Девушка вылезла из машины, стройная, молодая, со смеющимися глазами, сказала ему кокетливо-озорно (теперь можно быть смелой, она в безопасности):
– Спасибо вам большое! Желаю вам сделать настоящее открытие.
– Эй, постойте! – крикнул Евграфов. Он и сам не знал, что с ним происходит. Ему хотелось быть легким, щедрым, добрым. – Вы знаете, кто я такой? Я художник.
– Вот это больше похоже на правду, – рассмеялась девушка.
– Хотите, я нарисую ваш портрет? Прямо сейчас, вон в том лесочке? На фоне вековой ели?
– Зачем же в лесочке? – она насмешливо качала головой. – И потом, я совсем не та, чьи портреты рисуют художники.
– Вы та! – клятвенно заверил Евграфов. – Вы именно та!
– Ну, я пошла, – ускользала она. – До свиданья. Еще раз – большое спасибо!
– Постойте же! – крикнул Евграфов. – Я хочу подарить вам свою картину.
– В самом деле? – Она, честно говоря, смотрела на него с недоверием.
– Да, в самом деле. – Евграфов поспешно вылез из «Жигулей», открыл багажник и, развернув холстину, вытащил из груды картин копию «Обнаженной» Ренуара. – Вот, – протянул он девушке. – Возьмите.

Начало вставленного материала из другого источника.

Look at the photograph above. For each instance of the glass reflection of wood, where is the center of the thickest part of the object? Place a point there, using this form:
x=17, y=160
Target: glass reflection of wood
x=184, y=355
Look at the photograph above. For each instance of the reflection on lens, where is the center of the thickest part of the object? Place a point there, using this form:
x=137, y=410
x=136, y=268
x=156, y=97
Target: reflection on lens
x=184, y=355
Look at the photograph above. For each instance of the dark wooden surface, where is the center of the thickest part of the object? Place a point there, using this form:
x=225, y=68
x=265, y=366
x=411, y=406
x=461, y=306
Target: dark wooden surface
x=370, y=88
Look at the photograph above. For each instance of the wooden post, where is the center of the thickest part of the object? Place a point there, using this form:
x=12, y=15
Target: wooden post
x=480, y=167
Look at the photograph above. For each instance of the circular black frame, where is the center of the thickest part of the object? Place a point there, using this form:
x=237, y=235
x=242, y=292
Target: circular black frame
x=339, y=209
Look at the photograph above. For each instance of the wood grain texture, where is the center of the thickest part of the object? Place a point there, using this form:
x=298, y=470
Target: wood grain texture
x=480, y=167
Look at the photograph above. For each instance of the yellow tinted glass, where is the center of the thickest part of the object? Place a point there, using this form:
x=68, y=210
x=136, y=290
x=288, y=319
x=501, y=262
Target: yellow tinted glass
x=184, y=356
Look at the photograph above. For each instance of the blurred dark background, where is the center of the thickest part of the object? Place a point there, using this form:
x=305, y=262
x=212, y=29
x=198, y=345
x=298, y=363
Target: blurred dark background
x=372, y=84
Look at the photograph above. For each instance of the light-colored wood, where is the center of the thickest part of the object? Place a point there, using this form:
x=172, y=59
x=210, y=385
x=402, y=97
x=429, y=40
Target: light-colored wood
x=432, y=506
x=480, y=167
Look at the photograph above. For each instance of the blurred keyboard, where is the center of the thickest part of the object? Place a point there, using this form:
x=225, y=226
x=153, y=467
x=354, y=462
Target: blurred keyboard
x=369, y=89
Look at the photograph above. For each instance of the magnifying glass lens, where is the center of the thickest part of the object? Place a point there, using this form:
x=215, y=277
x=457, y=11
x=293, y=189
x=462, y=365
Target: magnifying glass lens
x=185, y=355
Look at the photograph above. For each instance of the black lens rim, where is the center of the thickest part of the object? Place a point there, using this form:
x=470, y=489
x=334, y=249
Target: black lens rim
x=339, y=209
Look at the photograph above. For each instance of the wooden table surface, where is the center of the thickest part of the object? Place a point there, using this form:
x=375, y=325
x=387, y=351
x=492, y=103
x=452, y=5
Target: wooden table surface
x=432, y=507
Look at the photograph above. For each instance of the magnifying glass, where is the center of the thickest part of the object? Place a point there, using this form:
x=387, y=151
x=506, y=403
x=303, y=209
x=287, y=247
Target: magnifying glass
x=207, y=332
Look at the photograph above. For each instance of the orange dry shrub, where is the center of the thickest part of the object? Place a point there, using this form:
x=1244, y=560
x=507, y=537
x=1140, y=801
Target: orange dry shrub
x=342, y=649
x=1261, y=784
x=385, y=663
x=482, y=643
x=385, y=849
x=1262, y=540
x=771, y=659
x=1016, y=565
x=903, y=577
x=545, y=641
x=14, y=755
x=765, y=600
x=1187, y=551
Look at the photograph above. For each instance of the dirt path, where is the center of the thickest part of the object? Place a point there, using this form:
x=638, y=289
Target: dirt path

Это мой подарок.
– Это ваша картина? – Удивление ее было искренним и, самое главное, глубоким.
– Да, конечно. – Евграфову не было жалко копии, хотя она стоила немалых денег.
– И вы сами нарисовали ее? – щеки девушки, как и щеки «Обнаженной» Ренуара, пылали румянцем.
– Разумеется. – Евграфов вытащил из кармана записную книжку, размашисто написал телефонный номер и, вырвав страницу, протянул девушке. – Если захотите найти меня, позвоните по этому телефону.
Она не протянула руку, потому что обеими руками крепко держала копию «Обнаженной», любуясь ею (и несколько стыдясь этого, конечно). Тогда Евграфов сам положил листок поверх «Обнаженной».
– Счастья вам! – Сел в машину, хлопнул дверцей и сорвался с места на большой скорости.
В боковое зеркальце он еще долго видел, как девушка стоит на обочине и провожает взглядом «Жигули». Евграфов усмехнулся.
Вскоре девушка исчезла из поля зрения, и Евграфов, увлеченный дорогой, даже, кажется, вовсе забыл о ней.
У Дорохова он свернул с шоссе на местную дорогу и поехал по направлению к Рузе. Где-то вот-вот должен был открыться поворот в нужный ему Пансионат.
И он открылся, и Евграфов с легким сердцем нырнул в глубину леса.
Антонина Степановна (Тонечка) уже поджидала его. Всякий раз, в воскресенье, примерно в это время, она выходила на дорогу, высматривая вдалеке голубые «Жигули» Евграфова. И, когда наконец дожидалась, радовалась Евграфову, как дитя, улыбалась ветхой, старческой, но такой осиянной, горячей улыбкой.
– Ах, Кант, – как обычно, сказала она, – я, право, начала беспокоиться. Дороги нынче такие страшные, такое напряженное движение, а тебя нет и нет…
– Ну что ты, Тонечка, какое там движение. Шоссе почти пустынное, – улыбнулся Евграфов. – Давай садись…
Евграфов называл Антонину Степановну «Тонечкой», так было удобней, привычней, хотя шел «Тонечке» восьмой десяток.
Антонина Степановна села в машину, и в пять минут они подъехали к главному корпусу Пансионата. В сущности, это был обычный дом престарелых, но именовался он почему-то Пансионатом, причем с большой буквы.
Евграфов, как обычно, вытащил из багажника плетеную корзину, прикрытую сверху серой холщовой тряпицей.
– Ох, ну опять ты за свое, – с неудовольствием проговорила Антонина Степановна, хотя неудовольствие ее было показное, нарошечное. – Сколько можно просить тебя, Кант!
– Ничего, ничего, Тонечка. Римские полководцы знаешь сколько за неделю съедали? Быка, теленка, поросенка, гуся, утку, курицу и, наконец, жареную лягушку.
– Про лягушку явно придумал… сознайся, а? – Антонина Степановна смотрела на Евграфова с лукавой хитрецой.
– Про быка придумал. Про теленка, поросенка, гуся, утку, курицу придумал. А про лягушку – нет.